Thats the good word from Adelaide-based Emeritus Professor David Lee who has spent the past decade applying mathematical network theory on ways to optimise the design of underground mines; places he terms underground cities where tens of millions of dollars can be spent.
Global mining company Newmont Asia Pacific has been a major supporter of his work, which has seen the development of software packages like DOT a decline optimisation tool.
More recently he has become involved in finding how mathematical theory can be applied to rail systems to help alleviate the infrastructure blockages such as those experienced in the Port of Newcastle.
An article about Prof Lee in the University of SA newspaper UniSA News prompted this interview to see if his work could help contract miners in particular. He gave the interview the day after he and a PhD student completed a study for a local mining company that analysed the case for using road trains underground to move the ore.
Prof Lee was pro vice chancellor of research at the university for five years before retiring to continue research as an emeritus professor. When I retired I thought network theory could be used to design mining operations in underground spaces but it had never been done before, he says.
Melbourne University had one of the best network research groups in the world so I linked in with them. We have now reached the stage where six of the top mining companies in the world are sponsoring our research.
Hopefully mining software suppliers Maptek, Datamine and Gijima, who are also sponsors, will market the sequence of mining software packages developed through the project, which is due to be reported on this year.
Prof Lee says:  If you have an underground deposit, we have software now in this (research) group, that will design the stopes, design the access to the stopes and schedule the mine for maximum value.
The decline design tool is not restricted to single paths. We can now handle branching or tree networks. We are working with people who specialise in optimal stope layout. Another group is working on optimising mine scheduling.
Network theory stands back from the detail of the underground construction and declares: this is really just a set of lines joining points underground.
Mathematicians have studied how to find things like the shortest path through the network or the best cycles through the network. Here we had to adapt network theory to handle key operational constraints such as gradient and turning circle restrictions.
You can have a poor decline design or a good one, and mathematics helps you find the good one. A mine is a long timescale project, so the question is where do you start and how do you progressively develop that mine for maximum value.
If your haulage costs are high because you have chosen a particular network then you have a suboptimal solution over the life of the mine. The best way of getting the ore out should be considered at the same time as you design the infrastructure.
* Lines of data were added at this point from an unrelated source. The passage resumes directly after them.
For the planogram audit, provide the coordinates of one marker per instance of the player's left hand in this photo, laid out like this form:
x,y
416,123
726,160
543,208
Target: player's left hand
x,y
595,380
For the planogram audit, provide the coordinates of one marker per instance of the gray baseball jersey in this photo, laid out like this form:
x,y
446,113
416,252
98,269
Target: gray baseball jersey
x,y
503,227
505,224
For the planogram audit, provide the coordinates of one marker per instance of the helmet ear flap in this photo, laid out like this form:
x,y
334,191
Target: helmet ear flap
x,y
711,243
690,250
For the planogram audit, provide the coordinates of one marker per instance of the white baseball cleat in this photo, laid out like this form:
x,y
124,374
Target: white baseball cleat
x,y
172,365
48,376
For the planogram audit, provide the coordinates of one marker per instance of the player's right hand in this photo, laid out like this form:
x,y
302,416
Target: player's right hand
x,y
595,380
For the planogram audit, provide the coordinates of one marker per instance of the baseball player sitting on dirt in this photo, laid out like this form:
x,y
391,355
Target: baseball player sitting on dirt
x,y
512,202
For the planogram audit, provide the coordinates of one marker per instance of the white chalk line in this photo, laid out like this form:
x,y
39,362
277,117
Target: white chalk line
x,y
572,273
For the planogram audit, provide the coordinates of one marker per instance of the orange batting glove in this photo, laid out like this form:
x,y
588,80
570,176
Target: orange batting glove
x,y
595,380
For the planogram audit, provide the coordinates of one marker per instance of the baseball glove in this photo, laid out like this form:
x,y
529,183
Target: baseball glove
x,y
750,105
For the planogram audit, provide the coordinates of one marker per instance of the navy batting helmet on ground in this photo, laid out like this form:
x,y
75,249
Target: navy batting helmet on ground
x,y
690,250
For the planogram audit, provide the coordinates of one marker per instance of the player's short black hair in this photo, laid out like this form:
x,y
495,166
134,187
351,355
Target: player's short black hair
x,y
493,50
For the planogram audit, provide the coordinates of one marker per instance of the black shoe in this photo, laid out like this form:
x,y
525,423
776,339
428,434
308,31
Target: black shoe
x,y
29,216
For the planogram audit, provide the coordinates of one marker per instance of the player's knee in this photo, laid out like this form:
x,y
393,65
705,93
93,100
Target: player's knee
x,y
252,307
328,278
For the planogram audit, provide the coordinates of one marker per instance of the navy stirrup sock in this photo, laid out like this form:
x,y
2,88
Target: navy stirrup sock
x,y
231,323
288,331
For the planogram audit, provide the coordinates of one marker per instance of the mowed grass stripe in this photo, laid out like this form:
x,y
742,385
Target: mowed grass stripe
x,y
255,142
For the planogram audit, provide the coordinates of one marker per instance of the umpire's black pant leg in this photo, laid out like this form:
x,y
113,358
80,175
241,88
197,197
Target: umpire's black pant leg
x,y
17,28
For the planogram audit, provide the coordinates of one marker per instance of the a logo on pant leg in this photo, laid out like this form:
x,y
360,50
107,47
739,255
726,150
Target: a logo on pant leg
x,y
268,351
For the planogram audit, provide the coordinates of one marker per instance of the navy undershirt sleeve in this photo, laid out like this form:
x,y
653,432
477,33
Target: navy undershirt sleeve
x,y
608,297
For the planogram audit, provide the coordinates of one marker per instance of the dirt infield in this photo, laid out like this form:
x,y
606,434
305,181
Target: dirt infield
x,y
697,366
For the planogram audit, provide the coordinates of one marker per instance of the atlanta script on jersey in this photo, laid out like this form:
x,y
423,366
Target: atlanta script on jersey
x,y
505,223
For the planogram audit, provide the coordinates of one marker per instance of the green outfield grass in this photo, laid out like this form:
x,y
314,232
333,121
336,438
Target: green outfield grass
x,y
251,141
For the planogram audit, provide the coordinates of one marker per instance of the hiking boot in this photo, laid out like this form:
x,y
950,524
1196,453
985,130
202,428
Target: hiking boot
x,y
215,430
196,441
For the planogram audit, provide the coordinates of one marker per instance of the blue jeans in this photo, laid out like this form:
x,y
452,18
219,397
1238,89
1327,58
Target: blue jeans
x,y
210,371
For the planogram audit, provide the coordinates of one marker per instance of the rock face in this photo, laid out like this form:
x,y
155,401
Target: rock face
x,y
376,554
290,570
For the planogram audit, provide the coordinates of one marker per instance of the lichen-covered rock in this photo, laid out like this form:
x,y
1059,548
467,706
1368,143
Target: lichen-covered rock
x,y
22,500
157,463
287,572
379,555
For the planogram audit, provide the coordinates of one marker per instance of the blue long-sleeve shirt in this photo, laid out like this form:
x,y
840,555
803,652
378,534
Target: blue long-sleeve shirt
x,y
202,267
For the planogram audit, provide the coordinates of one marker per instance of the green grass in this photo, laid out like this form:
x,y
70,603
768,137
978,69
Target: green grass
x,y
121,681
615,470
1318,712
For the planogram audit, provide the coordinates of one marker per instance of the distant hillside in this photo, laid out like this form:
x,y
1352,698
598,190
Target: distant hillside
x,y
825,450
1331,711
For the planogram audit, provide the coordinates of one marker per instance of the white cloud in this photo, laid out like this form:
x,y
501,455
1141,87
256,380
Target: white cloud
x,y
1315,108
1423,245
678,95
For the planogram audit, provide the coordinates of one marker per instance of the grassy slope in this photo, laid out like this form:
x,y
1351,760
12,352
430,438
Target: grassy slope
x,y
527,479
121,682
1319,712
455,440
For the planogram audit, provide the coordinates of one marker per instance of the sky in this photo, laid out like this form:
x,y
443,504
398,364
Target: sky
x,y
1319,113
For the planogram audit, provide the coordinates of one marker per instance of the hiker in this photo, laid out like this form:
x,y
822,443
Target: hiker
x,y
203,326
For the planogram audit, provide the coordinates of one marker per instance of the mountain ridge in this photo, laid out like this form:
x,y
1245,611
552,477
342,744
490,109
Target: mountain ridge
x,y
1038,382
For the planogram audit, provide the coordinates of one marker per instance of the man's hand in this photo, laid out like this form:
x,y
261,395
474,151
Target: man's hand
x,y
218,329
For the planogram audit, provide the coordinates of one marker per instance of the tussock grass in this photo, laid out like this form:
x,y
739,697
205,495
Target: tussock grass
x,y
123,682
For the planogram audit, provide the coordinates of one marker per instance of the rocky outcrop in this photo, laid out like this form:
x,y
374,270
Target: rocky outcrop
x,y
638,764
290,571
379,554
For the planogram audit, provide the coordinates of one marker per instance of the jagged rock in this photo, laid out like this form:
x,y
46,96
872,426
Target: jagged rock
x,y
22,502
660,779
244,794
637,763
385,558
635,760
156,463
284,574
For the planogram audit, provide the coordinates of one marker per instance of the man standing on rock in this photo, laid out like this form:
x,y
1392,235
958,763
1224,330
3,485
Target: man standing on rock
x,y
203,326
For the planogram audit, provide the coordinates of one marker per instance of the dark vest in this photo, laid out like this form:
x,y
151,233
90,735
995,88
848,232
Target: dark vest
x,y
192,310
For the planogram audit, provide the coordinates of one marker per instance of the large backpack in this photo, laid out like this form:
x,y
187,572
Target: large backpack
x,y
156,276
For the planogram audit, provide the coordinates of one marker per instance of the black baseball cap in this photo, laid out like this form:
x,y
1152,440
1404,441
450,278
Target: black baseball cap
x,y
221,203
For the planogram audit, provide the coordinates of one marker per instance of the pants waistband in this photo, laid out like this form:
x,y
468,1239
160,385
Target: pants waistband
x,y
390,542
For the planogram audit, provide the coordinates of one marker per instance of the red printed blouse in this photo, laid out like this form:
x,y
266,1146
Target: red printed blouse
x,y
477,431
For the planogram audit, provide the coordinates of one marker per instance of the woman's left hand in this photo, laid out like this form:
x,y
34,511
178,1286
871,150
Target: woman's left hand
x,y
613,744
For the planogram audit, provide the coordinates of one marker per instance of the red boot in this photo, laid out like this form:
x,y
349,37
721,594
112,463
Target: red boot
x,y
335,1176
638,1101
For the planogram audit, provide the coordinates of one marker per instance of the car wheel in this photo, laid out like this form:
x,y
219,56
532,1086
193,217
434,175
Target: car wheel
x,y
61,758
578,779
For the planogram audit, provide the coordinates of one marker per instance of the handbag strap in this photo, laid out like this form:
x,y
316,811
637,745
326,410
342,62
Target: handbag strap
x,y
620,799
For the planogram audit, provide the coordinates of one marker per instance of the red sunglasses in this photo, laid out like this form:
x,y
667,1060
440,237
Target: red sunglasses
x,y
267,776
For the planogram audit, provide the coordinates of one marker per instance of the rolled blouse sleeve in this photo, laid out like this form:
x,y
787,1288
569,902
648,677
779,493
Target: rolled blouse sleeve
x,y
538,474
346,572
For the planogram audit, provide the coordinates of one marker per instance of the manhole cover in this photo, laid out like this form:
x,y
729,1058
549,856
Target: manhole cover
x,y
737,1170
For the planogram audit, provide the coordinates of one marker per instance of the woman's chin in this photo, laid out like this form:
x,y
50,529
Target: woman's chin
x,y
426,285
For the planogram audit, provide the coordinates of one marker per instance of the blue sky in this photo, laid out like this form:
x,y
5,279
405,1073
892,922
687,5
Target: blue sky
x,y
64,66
Prof Lee says a number of mining companies are looking at using road trains underground. However, to do so the question must be asked: do you get more tonnes for your dollar using road trains or ordinary trucks? We have found that a key issue for a road train design is finding the best places for the passing lanes.
If your location is wrong you will have a road train frequently delayed because the passing lane is in a bad spot for the operating schedule. Road trains are very expensive and at the end of a shift if you have lost an hour your schedule or underground layout is costing you money.